Vermuteria Palermo è Bar “rivelazione dell’anno” ai Barawards 0

PALERMO – In meno di un anno ha fatto centro. Vermuteria, il listening bar di Palermo dedicato al mondo del vermut, conquista il primo posto in Sicilia e il settimo a livello nazionale come “Bar rivelazione dell’anno” ai Barawards, uno dei riconoscimenti più ambiti dell’ospitalità italiana.
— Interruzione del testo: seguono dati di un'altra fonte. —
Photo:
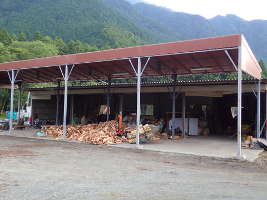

Il premio è stato assegnato durante la Barawards Gala Night Party a Milano, suggellando il successo di un progetto giovane ma già solidissimo, capace di distinguersi tra centinaia di candidature provenienti da tutta Italia.

A colpire giuria e pubblico è stata una formula chiara e coerente: riscoprire il vermut – vino aromatizzato nato a Torino nel Settecento – e trasformarlo nel protagonista assoluto di un’esperienza contemporanea, elegante e sensoriale. Dietro il progetto ci sono Giuseppe Costanza, Gioele Errera e Giorgio Naselli, imprenditori palermitani già noti per il cocktail bar “I Corrieri”, che hanno aperto Vermuteria il 14 maggio scorso.

«Arrivare primi in Sicilia e settimi nella top ten nazionale a meno di un anno dall’apertura è uno stimolo enorme a fare sempre meglio», raccontano Errera e Naselli, ringraziando team e clienti che hanno creduto fin dall’inizio nel progetto.

Il format di Vermuteria si distingue per una selezione curata di vermut classici e moderni, affiancati da vini di qualità e cocktail a base vermut pensati per valorizzarne aromi e versatilità. La proposta food è semplice ma centrata: taglieri di salumi e formaggi, focacce e opzioni di light lunch, da gustare sia negli interni sia nel dehors affacciato sulla piazzetta.

Ma Vermuteria non è solo bere bene. È anche ascoltare bene. Il locale è tra i primi a Palermo a definirsi listening bar, con la musica al centro dell’esperienza: vinili, giradischi, live set e selezioni che spaziano dal jazz all’elettronica, fino a sonorità più sperimentali. Non un sottofondo, ma una vera colonna sonora che cambia il ritmo della serata.

L’ambiente fa il resto: luci rosse soffuse, tende di velluto, specchi retrò, arredi moderni e un grande bancone di mescita che invita a fermarsi, osservare e scegliere con calma. Un’estetica riconoscibile, coerente con una visione che mette insieme mixology, musica e convivialità.